Busy Philipps has a lot of schlep. She works hard! In addition to her Friday SXSW panel with Clique Media Group’s Hillary Kerr, she was a part of a Follies show, and hosted a live edition of her talk show Busy Tonight for some VIPs at the NBCUComcast SXSW house on Saturday. Oh, and she ate a ton of queso. Much like almost every detail of her life, she documented it all on Instagram, and her Instagram stories, and acknowledged several times that it was that following, and that candid “authenticity”, which helped her nab her book deal and develop and sell her talk show.

I know there are people who find her exhausting. I was one of those people for a bit, who followed and then unfollowed. But reading her book, hearing her insightful takes on surviving and thriving in Hollywood with Hillary, and watching her live taping won me over to Kim Kelly’s side. But really, it comes back to her “authenticity.” I’m using airquotes because it’s such a celebrity “brand” buzzword. As if we’re surprised when celebrities have personalities, but we are! They’re cool and have schtick, but are also relatable! Busy definitely follows her own quirky rhythm online. So why is her style of sharing so engaging? She’s not sure why her honesty connects, but says the concept of “engagement makes me want to vomit.”

“I can always tell the difference between, ‘Guys I'm going to Austin for 24 hrs" vs someone with a cute picture of them and being like, ‘Guys it's almost summertime; what's your favourite drink?’”

She talked about how she began using stories in a really personal and intimate way, "found it to be a really incredible way to feel less alone." She explained she felt “alone in her career, isolated in my marriage at the time… and found a great deal of comfort in putting it into the ether and not expecting anything in the world.” Soon, she found her stories about “raccoons f-cking” in the Daily Mail and things began to take off. Busy claims all of her endorsements are “incoming except for Michael’s, which is truly the nerdiest thing of all time.” She, like Jameela Jamil, would “never do a diet thing, like diet tea, though that thing is f---ing fascinating to me.” 

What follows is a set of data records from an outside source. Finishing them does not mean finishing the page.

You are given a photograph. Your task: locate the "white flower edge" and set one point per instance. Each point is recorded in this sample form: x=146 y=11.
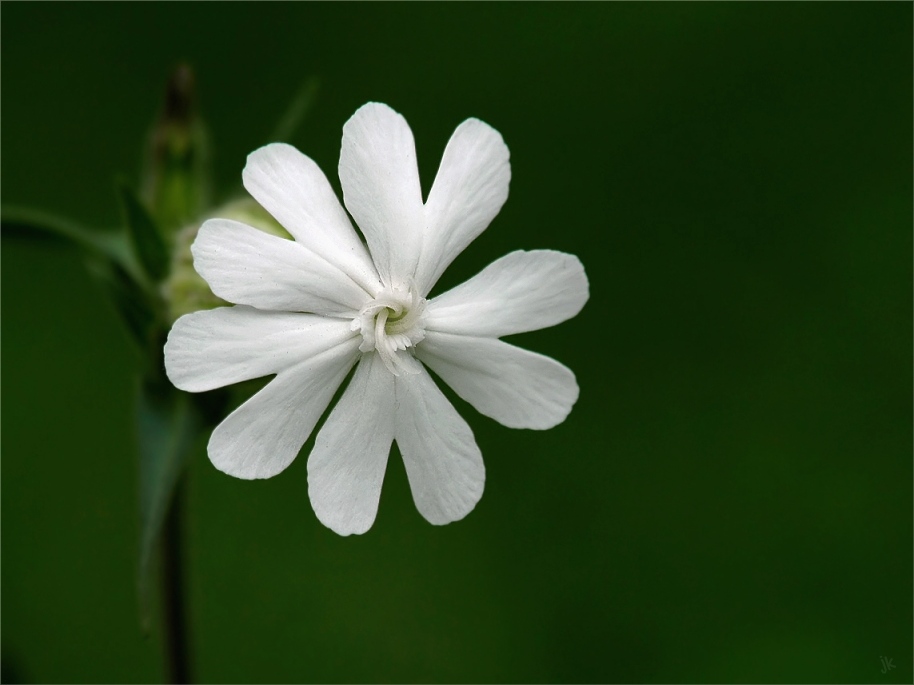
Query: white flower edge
x=307 y=308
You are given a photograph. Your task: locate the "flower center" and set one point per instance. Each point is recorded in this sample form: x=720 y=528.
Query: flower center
x=390 y=324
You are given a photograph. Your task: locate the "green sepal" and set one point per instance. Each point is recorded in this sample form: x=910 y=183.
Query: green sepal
x=169 y=426
x=148 y=243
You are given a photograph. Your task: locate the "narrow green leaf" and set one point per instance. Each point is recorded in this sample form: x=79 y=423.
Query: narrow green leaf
x=168 y=426
x=147 y=240
x=129 y=299
x=33 y=223
x=295 y=114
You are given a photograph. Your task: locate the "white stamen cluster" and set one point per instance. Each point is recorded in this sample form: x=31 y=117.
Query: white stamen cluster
x=391 y=323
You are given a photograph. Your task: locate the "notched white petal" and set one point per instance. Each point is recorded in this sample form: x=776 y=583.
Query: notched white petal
x=218 y=347
x=291 y=187
x=469 y=190
x=381 y=189
x=522 y=291
x=516 y=387
x=263 y=436
x=247 y=266
x=443 y=463
x=346 y=466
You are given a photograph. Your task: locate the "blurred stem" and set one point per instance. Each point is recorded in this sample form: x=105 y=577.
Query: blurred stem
x=173 y=596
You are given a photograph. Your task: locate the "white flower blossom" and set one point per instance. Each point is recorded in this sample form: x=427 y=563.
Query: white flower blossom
x=307 y=310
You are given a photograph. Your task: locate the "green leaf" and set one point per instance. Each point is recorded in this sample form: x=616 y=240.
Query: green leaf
x=147 y=240
x=32 y=223
x=130 y=300
x=169 y=426
x=295 y=115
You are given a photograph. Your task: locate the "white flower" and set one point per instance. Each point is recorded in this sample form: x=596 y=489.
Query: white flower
x=308 y=310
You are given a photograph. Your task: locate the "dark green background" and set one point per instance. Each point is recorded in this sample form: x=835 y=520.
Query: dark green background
x=730 y=500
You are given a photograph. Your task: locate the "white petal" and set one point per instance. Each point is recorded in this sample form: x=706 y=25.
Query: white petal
x=346 y=466
x=264 y=435
x=217 y=347
x=247 y=266
x=522 y=291
x=292 y=188
x=381 y=189
x=516 y=387
x=443 y=463
x=469 y=190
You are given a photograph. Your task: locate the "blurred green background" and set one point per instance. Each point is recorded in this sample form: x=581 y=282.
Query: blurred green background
x=729 y=501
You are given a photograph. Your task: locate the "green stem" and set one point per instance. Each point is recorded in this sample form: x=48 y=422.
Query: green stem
x=173 y=596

She also said she was “beyond lucky” to get her break on Freaks and Geeks with Judd Apatow, Paul Feig, and Jake Kasdan, and that they were very encouraging, which is “incredibly rare.” Busy revealed that her experience on Dawson’s Creek was very much the opposite, and admits “Freaks and Geeks didn’t mean much for me until about six years later when Judd released the DVDs.”

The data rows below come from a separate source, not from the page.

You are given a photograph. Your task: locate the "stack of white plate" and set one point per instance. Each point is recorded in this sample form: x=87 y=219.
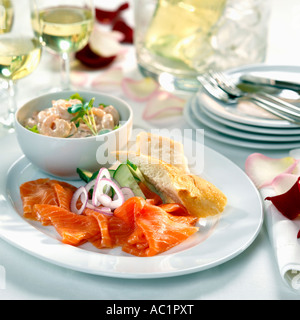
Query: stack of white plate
x=243 y=124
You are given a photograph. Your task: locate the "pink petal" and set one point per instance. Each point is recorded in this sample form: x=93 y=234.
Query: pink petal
x=263 y=170
x=284 y=182
x=79 y=79
x=140 y=90
x=90 y=59
x=121 y=26
x=109 y=79
x=107 y=17
x=163 y=104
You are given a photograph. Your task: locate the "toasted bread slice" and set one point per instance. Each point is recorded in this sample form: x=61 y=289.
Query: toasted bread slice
x=200 y=197
x=162 y=148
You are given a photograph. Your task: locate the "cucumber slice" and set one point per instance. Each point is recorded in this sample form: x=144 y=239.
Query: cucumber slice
x=125 y=178
x=88 y=176
x=136 y=172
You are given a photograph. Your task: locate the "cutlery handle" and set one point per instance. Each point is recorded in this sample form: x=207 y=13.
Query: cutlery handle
x=270 y=82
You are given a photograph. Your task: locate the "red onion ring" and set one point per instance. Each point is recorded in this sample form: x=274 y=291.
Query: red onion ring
x=114 y=203
x=102 y=173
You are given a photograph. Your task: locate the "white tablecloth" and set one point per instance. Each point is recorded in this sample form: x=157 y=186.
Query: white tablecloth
x=251 y=275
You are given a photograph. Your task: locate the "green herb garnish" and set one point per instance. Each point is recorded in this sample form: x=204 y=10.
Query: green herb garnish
x=84 y=113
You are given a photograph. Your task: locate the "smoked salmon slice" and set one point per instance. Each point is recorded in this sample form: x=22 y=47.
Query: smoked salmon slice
x=143 y=228
x=44 y=191
x=156 y=232
x=74 y=229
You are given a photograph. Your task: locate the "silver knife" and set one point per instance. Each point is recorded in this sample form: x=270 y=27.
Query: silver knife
x=247 y=78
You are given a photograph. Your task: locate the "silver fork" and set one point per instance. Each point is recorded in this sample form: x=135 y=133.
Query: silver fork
x=266 y=101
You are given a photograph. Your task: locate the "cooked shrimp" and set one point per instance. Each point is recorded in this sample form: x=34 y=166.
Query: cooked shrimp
x=61 y=108
x=108 y=122
x=44 y=114
x=111 y=110
x=98 y=115
x=55 y=127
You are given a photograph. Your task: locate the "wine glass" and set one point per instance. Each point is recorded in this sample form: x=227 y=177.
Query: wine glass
x=20 y=52
x=64 y=27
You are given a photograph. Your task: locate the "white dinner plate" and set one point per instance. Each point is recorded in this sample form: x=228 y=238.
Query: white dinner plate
x=233 y=113
x=249 y=135
x=217 y=242
x=233 y=140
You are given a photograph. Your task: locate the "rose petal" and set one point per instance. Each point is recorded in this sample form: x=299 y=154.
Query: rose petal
x=90 y=59
x=105 y=43
x=140 y=90
x=109 y=79
x=263 y=170
x=295 y=153
x=121 y=26
x=288 y=203
x=107 y=16
x=163 y=104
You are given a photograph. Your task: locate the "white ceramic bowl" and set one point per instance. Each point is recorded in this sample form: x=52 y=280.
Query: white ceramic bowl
x=60 y=157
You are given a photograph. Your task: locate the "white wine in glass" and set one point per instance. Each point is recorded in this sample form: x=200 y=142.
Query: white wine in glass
x=6 y=16
x=64 y=27
x=20 y=52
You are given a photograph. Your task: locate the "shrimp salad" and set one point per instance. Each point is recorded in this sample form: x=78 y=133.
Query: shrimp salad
x=74 y=118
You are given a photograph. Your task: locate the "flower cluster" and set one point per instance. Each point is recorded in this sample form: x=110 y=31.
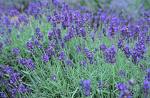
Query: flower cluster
x=11 y=82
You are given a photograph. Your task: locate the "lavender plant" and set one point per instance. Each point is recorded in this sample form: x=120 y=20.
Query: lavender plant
x=53 y=50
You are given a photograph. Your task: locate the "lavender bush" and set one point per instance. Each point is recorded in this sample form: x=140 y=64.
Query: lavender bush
x=52 y=49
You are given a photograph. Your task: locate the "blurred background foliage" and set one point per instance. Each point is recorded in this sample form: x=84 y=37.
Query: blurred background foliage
x=131 y=7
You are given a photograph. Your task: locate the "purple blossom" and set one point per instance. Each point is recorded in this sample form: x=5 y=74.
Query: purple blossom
x=53 y=77
x=28 y=63
x=86 y=86
x=14 y=78
x=45 y=58
x=22 y=88
x=3 y=95
x=89 y=55
x=127 y=51
x=120 y=43
x=61 y=55
x=16 y=51
x=103 y=47
x=30 y=45
x=110 y=55
x=83 y=63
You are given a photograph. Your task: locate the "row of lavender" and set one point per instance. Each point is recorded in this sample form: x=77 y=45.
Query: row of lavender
x=67 y=24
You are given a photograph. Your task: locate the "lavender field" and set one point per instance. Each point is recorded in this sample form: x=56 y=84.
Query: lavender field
x=74 y=49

And then she went on to say she is “really proud” of Busy Tonight, which premiered at the end of October. It’s still finding an audience. Apparently, people come up to her and say they love her but haven’t started watching the show. 

“I’m really proud of what we're doing on our show, and hope people find a way to watch it and watch it.”

But Busy’s hustling to see it grow, even though “talk show hosts don’t get breaks.” Speaking of which, at the Busy Tonight taping, she joked about her “friend Mindy Kaling’s new movie Late Night” which is about a veteran female talk show host played by Emma Thompson. The trailer dropped last week

“We know it’s a movie though because everybody knows women aren’t allowed to host late night talk shows long enough to get old!”

It got a big laugh. Her show continues to try and mix viral activations with candid, reflective interviews. Whitney Cummings suggested Busy feature rescue pigs on her show in Austin, so she and Nick Kroll fed them animal crackers in between their interview segments. It didn’t really land as a smooth section of the show, but she and Nick kept the momentum going in an engaging way and I give the credit to Busy there. She switched gears quickly back to interview mode, and whether it was her producers or her own intuition (or both) asked well-researched and fun, lighthearted questions to both Nick and Retta. Later, the three of them played a celebrity association meat game (Texas edition) before Busy sat down with Retta. Busy Tonight throws a lot of ideas at the wall, and some stick, while others don’t connect as strongly. But you have to respect her game. And how hard she’s trying to make it connect, and give late night that female “authentic” voice. 

Producer Tina Fey watches the show from New York every day. Busy says Molly McNearney, Jimmy Kimmel’s head writer (and wife) texts her notes and show ideas all the time. She has support, and people are rooting for her. Plus, E! put the live show together through their SXSW mothership pop-up. The question is: what will it take to get people who love her, or even those who aren’t necessarily the biggest fans, to discover the show? Can her viral momentum transfer to television?